Extended Intelligences¶
Key-words: Machine Learning; Artificial Intelligence, Neural Network, Dataset, Training, Accountability, Ethics
AI (Artificial Intelligence) week scratched the surface of another “black box”. It felt mirror-like, in the sense that using these programs, apps and resources to explore AI and ML (Machine Learning) related a lot to the human condition - it might be a stupid observation - but is one of those simple things I do not want to forget. Afterall, AI only works with what the human fed into it. As Lucas and Rámon said: “Humans are incredibly messy and AI lacks that ambiguity, but if a human did it and it lacked X then the output will also lack X (X being a certain characteristic, ex. structure, precision, diversity etc.).
Everything in the biological world spends energy to keep harmony and chemical balance: Homeostasis. Well it turns out, so do machines. Machines act by homeostasis. They sense the environment and auto-correct it in order to keep its homeostatic state. That state is the goal set by the human (ex. keep room temperature of the room at 22º). Biomimicry is useful even to AI Engineers.
The machines try to find the meaning of complex and abstract concepts and translate them into a mathematical formula that simulates a human brain. So things with neural networks, homeostatic states and learning capacity can be considered intelligent? Maybe creative or highly adaptable?
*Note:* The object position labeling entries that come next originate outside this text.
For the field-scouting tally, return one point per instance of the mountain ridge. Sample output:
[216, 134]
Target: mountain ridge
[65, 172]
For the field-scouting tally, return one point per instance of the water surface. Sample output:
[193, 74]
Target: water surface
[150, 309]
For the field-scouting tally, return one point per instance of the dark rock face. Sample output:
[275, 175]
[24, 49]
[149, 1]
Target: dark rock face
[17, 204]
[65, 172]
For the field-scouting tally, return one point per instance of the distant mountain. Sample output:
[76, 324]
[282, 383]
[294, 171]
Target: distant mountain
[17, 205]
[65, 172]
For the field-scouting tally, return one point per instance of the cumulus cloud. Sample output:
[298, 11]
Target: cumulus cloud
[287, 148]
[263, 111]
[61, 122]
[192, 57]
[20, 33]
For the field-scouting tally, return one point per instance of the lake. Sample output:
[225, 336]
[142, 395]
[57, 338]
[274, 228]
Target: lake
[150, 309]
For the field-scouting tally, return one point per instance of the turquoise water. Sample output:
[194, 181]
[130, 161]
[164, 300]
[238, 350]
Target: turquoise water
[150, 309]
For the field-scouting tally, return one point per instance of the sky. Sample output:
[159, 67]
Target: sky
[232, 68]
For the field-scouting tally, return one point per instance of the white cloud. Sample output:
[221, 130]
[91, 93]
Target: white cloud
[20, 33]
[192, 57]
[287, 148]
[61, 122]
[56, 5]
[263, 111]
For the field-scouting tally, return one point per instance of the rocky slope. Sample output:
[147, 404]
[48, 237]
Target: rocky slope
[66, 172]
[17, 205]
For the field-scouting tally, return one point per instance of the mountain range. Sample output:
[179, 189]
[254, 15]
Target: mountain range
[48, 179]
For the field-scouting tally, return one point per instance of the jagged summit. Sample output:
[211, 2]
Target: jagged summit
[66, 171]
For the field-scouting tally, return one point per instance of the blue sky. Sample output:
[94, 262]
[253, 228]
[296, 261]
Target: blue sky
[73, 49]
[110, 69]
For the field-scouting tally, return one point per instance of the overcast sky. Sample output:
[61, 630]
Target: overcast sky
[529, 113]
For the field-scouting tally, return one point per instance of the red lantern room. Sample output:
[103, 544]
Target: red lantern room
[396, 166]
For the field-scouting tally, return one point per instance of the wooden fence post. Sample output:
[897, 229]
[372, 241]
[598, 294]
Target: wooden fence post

I found this project by Bruno Moreschi and Gabriel Pereira that documented the reactions of a AI visiting a modern art museum, revealing the imperfect humans who trained them and raising questions like “What is art?”, “How can you define art?”, “How do you teach it to a machine?”.
Recoding Art from Aeon Video on Vimeo.
During the first days of the week I downloaded this app just for the fun of it, but I felt observed, as by then I knew what this AI was doing and connected what was discussed in class with how it was registering the information I fed it. Just architecting my likes and dislikes through mathematics. It felt other-worldly yet mirrored my answers.
70 years later, some of the most successful theoretical approaches in the field of AI and machine learning still tracks down to the research done by Turing after the Second World War:
“If a machine can think, it might think more intelligently than we do, and then where should we be? Even if we could keep the machines in a subservient position, for instance by turning off the power at strategic moments, we should, as a species, feel greatly humbled. … This new danger … if it comes at all … is remote but not astronomically remote, and is certainly something which can give us anxiety. It is customary, in a talk or article on this subject, to offer a grain of comfort, in the form of a statement that some particularly human characteristic could never be imitated by a machine. It might for instance be said that no machine could write good English, or that it could not be influenced by sex-appeal or smoke a pipe. I cannot offer any such comfort, for I believe that no such bounds can be set.”
Dani and Pau, guided us to other applications and artistic projects that use AI as an excuse to debate certain polemic issues. Because the tools are not autonomous you need to interveen responsibly. Even though, we give the inputs - data set and choose networks - the way we end up with a certain output is some sort of black box itself, it is an autoconfiguration of the AI by its neural network.
Yes, by my last sentence it seems like the machine is already computing in a way that cuts us from the process or even gives us ethical slack but there is nothing more subjective than data, and it always comes down to human decision-making: How, What and for Who you measure are as meaningful as humans want them to be.
We did some fun exercises like exploring Latent Space in Google Collab to get a grip of this abstract concepts. In Google Collab by changing parameters like SEED (reference to a point in the latent space that corresponds to an image). Trying to make sense of the directions in this space and how they affect the images, for example: age, sex, using or not certain colors or accessories.
When we asked the system to look for something like our face this was the result:
When researching and learning about AI applications and implications it is impossible to escape the debate on its bias: “What is present in the dataset will also be in the results”. We discussed this themes during class and have access to an extensive bibliographic list from scientific papers to books. I am also interested in researching more about de-colonization of AI. Some interesting articles I have come across are:
I do not know how to define intelligence as it can show up in so many different forms, and it is not necessarily a synonym of complexity, and something that might show intelligence can still be regarded as far from it. But I’ll leave here what Turing once said to clear up the mind fog:
“In such a case one would have to admit that the progress of the machine had not been foreseen when its original instructions were put in. It would be like a pupil who had learnt much from his master, but had added much more by his own work. When this happens I feel that one is obliged to regard the machine as showing intelligence.”